Our law sends people to prison as punishment, not for additional punishment or torture. The deprivation of freedom alone is supposed to be the price society exacts for crimes committed. Additional suffering whether it is violence, brutality, rape or solitary confinement is “extrajudicial” punishment. Solitary confinement operates as a second sentence or a “sentence within a sentence” doled out without the benefit of due process.
A third to a half of prisoners in solitary suffer from serious mental illness. Some were placed in solitary because of their mental illness while others have been driven insane by the isolation. Some of them scream in desperation all day and night.
Solitary confinement isn’t just a temporary tool for prison management. A significant number of people remain in solitary for decades. A history of gang affiliation often dooms prisoners to solitary confinement, even if they don’t exhibit violent behavior.

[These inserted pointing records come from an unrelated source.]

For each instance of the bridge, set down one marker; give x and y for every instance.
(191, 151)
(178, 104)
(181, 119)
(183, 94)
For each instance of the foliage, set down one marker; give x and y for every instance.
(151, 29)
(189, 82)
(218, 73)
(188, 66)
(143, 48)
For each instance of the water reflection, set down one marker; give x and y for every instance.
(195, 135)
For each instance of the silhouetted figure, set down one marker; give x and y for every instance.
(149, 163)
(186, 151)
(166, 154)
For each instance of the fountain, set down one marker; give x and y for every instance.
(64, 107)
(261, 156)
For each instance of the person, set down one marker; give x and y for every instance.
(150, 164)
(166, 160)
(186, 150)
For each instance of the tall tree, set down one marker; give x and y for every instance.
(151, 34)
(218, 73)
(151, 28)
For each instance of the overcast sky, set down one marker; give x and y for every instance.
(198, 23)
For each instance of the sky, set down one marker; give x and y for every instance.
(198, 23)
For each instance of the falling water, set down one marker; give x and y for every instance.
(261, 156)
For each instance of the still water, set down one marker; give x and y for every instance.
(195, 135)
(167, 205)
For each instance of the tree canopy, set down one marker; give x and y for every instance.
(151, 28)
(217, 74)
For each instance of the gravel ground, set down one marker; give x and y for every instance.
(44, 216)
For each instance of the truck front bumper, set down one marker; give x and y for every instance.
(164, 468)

Prisoners in solitary have no control over anything in their lives including the light, sound, smell, and daily routine. Surveillance cameras are operating 24/7 365 days a year. Having your entire world just a few feet away destroys your distance vision. After decades of shuffling in prison slippers, prisoners walk like toddlers. Language skills also deteriorate. A decline in brain function can be detected after only seven days of solitary confinement.

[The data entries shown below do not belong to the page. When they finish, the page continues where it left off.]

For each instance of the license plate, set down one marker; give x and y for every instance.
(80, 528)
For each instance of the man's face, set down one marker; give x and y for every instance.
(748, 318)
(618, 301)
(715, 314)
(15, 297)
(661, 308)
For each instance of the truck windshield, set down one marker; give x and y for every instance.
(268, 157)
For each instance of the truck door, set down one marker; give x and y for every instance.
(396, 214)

The Deep End of the Correctional Pool
Despite claims to the contrary, solitary confinement does not reduce the level of prison violence. Studies suggest that violence levels actually drop significantly with reductions in the use of solitary confinement. Colorado decreased its use of segregated housing by 85 percent and prisoner on staff assaults are the lowest they have been since 2006.
The State of Washington is also reducing the number of prisoners in solitary confinement. Bernie Warner, head of the state’s Department of Corrections refers to solitary confinement as “the deep end of the correctional pool”. He believes that’s where reform has to begin. The prison staff is now delivering group programming to prepare prisoners in solitary for integration into the general prison population.

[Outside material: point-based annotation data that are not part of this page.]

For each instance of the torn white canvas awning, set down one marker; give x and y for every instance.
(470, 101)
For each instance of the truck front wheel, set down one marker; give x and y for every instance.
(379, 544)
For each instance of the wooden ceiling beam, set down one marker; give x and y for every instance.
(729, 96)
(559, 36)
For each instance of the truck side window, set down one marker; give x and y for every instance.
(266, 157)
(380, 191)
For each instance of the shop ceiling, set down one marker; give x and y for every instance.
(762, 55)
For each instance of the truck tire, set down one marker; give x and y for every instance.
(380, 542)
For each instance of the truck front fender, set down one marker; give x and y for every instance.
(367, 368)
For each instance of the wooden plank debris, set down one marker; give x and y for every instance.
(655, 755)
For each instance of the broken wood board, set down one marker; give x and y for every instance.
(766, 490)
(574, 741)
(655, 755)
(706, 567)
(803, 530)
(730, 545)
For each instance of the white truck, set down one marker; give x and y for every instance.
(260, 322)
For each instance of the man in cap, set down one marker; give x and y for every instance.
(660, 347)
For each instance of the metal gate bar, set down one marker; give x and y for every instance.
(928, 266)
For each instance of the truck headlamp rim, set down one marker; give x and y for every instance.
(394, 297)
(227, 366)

Synopsis of Proposed Delaware Bill
This bill restricts use of isolated confinement to ensure the safe and humane operation of correctional facilities based on the “Guiding Principles” presented in the
U. S. Department of Justice’s Final Report on Restrictive Housing, January, 2016.
Isolated confinement should only be used when necessary and should not be used against vulnerable populations including inmates under 21 or over 55, and those with disability based on mental health, developmental disability, auditory of visual impairment, serious medical condition, pregnancy, or those perceived to be to be lesbian, gay, bisexual, transgender, or intersex.
Isolated confinement should not be used for time periods that foster psychological trauma, psychiatric disorders, or serious long-term brain damage. An inmate should not be placed in isolated confinement for more than 15 consecutive days or for more than 20 days during a 60 day period.
An inmate should not be placed in isolated confinement unless there is reasonable cause to believe that the inmate would create a substantial risk of immediate serious harm to himself of another. An inmate should not be placed in isolated confinement before receiving a personal and comprehensive medical and mental health examination. A clinician will evaluate each inmate placed on isolated confinement on a daily basis.
Living spaces used for isolated confinement are to be properly ventilated, lit, temperature-controlled, clean, and equipped with properly functioning sanitary fixtures. An inmate held in isolated confinement shall not be denied access to food, water, or any other basic necessity.
An inmate shall not be directly released from isolated confinement to the community, and shall not be placed in isolated confinement during the final 180 days of the inmate’s term of incarceration.